The Carroll County (Indiana) Comet carries this interesting historical article, written by a pastor from one of the other Brethren groups involved in the recent 300th anniversary commemoration:
Celebrating a rich heritage
By Dr. Peter E. Roussakis Pastor, First Brethren Church, Burlington
For those of us who are members of one of the Brethren churches which dot communities of central and northern Indiana, 2008 is a year with particular significance; it marks the 300th anniversary of our church tradition.
There are several types of Brethren churches in our area that have a common heritage dating back to August 1708 in the little village of Schwarzenau, Germany, where eight persons, under the leadership of a miller named Alexander Mack, were baptized by believers’ immersion in the Eder River which runs through the town. What led to this? And why was it one that had special significance?
In 1708 in the Germanic provinces there were only three Christian faiths that were legal: the Catholic, the Lutheran and the Reformed. After a Thirty Years War, which was largely a dispute over the legality of tolerating more than one Christian tradition, a treaty of tolerance was signed in Westphalia in 1648 making those three church traditions the only ones allowed. Moreover, it was decided that whatever the Sovereign (Prince) of each province chose as his religion, all persons in that province were bound to worship as he did.
Before and during that period of time there were other Christian traditions that existed. There were those who disagreed with the three accepted church traditions regarding baptism. While the ‘big three’ baptized persons in infancy, Anabaptists, of which the Mennonites were a major example, believed that baptism was taught in the Bible as a response to one’s decision to become a Christian, reserved usually for youth and adults who understood what they were doing. Anabaptists, a word that means to baptize again, baptized those who made a commitment to be a follower of Christ even though they may have been baptized in infancy. Such an act was against the law, viewed as an act of treason to church and state, and punishable by imprisonment or execution. The Anabaptist persuasion was one of the two major influences on those who were the first Brethren.

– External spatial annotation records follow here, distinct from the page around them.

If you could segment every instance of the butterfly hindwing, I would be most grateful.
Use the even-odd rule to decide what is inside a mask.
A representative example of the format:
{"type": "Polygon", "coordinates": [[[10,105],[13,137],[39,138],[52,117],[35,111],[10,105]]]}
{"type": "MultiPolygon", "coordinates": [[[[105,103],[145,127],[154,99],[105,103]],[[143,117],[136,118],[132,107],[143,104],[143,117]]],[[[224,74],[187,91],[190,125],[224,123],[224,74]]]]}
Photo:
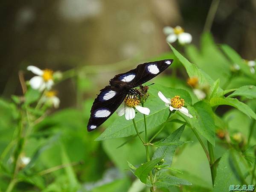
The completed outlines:
{"type": "Polygon", "coordinates": [[[117,109],[132,88],[157,76],[172,63],[166,59],[140,64],[136,69],[115,76],[94,100],[87,125],[90,131],[104,122],[117,109]]]}
{"type": "Polygon", "coordinates": [[[87,125],[88,131],[99,127],[108,119],[125,98],[126,92],[113,88],[110,86],[106,86],[101,90],[100,93],[94,100],[87,125]]]}

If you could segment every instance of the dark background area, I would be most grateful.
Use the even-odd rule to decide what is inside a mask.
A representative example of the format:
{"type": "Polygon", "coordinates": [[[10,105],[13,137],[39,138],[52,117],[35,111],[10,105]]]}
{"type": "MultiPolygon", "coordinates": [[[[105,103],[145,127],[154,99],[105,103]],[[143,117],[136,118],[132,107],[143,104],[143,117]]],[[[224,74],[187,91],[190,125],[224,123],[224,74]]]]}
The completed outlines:
{"type": "MultiPolygon", "coordinates": [[[[0,94],[22,91],[18,72],[29,65],[64,71],[138,57],[143,61],[169,50],[162,32],[177,25],[199,46],[210,0],[2,0],[0,3],[0,94]]],[[[256,52],[256,1],[222,0],[211,32],[244,59],[256,52]]],[[[134,63],[134,66],[137,63],[134,63]]],[[[117,72],[108,75],[111,78],[117,72]]],[[[25,73],[26,79],[32,76],[25,73]]],[[[106,76],[95,78],[105,85],[106,76]]],[[[93,80],[93,81],[94,81],[93,80]]],[[[74,84],[58,87],[61,107],[73,105],[74,84]]]]}

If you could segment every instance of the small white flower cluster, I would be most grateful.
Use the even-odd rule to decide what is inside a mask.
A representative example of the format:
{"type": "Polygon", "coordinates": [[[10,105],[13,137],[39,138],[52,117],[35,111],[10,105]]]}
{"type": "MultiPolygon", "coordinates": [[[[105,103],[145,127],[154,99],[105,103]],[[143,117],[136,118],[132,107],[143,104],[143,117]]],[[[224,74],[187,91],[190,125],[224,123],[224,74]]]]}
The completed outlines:
{"type": "Polygon", "coordinates": [[[56,96],[56,91],[50,90],[54,84],[53,71],[49,69],[41,70],[32,65],[28,66],[27,70],[36,75],[29,80],[31,88],[40,92],[45,91],[42,98],[43,102],[53,105],[55,108],[58,108],[60,99],[56,96]]]}
{"type": "MultiPolygon", "coordinates": [[[[171,111],[173,110],[177,111],[191,118],[193,117],[193,116],[189,113],[189,110],[183,107],[184,100],[180,99],[179,96],[175,96],[172,99],[167,99],[160,91],[158,92],[158,95],[160,99],[165,103],[166,106],[169,108],[171,111]]],[[[140,101],[136,96],[129,96],[125,100],[124,106],[116,111],[117,115],[122,116],[125,114],[127,120],[132,119],[135,117],[134,108],[143,114],[147,115],[149,114],[150,110],[149,108],[141,107],[139,105],[140,101]]]]}
{"type": "Polygon", "coordinates": [[[163,33],[167,35],[166,41],[171,44],[177,40],[181,45],[188,44],[192,41],[192,35],[184,32],[184,29],[180,26],[176,26],[174,28],[170,26],[164,27],[163,29],[163,33]]]}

The other influence was Pietism. Emerging as a sub-church movement in the 1600s, Pietists were those who emphasized the personal side of faith, rather than the ecclesiastical. They advocated having meetings for Bible study, prayer and singing. In those days this was unusual and unwelcome by the authorities, who labeled all who participated in such gatherings as law-breakers.
So when the eight persons in Schwarzenau, after a careful study of Scripture, decided adult believers’ immersion baptism following one’s profession of faith in Jesus was the Biblical pattern, and actually engaged in such baptisms in the Eder River, they were a marked people.

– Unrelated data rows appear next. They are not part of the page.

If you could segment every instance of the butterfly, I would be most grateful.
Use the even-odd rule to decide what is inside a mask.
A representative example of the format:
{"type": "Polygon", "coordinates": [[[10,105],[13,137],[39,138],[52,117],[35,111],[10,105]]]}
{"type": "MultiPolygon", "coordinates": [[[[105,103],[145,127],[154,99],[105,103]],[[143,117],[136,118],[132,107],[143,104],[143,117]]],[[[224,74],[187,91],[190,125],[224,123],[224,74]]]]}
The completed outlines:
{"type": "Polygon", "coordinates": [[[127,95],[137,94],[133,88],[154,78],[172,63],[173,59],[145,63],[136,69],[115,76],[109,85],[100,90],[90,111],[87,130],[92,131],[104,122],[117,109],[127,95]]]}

And yet, they had truly counted the cost of their decision, and were desirous of following Christ as they understood the Bible taught.
As with the Anabaptists before them, the early Brethren, and those who joined them and formed church groups in other towns, were persecuted. Some were put in prison, some sent to galleys, others were executed.
Eventually, Brethren migrated to Holland and finally to America. By the 1740s almost all of the Brethren in Germany had come to the Philadelphia, Pa., area. Just outside of Philadelphia the town of Germantown was a haven for these new immigrants. As the years passed, Brethren congregations were established eastward in New Jersey, southward in Virginia, westward in Pennsylvania, Ohio, Indiana, Illinois and beyond.
Known as the German Baptist Brethren in the middle of the 1800s, Brethren were very cautious regarding taking on the ways of the world or other church traditions. Some, however, were more progressive and advocated having Sunday Schools, musical instruments in worship, a paid ministry, and outreach endeavors.
Differences of opinion on these matters grew to such a point in the early 1880s that formal divisions took place, leaving at that time three distinct groups of Brethren: the largest group, retaining the name German Baptist Brethren (who renamed themselves the Church of the Brethren in 1908), the progressive wing, which decided on The Brethren Church as their label, and the most conservative of the groups, called the Old German Baptist Brethren.
Over time, another group withdrew from the Church of the Brethren and is called Dunkard Brethren; and from The Brethren Church developed the National Fellowship of Grace Brethren Churches. Such is the way of church history.
It is interesting to note that one of each of the five Brethren groups with this particular heritage dating back to 1708 in Schwarzenau, Germany, exists in or near Flora, Indiana.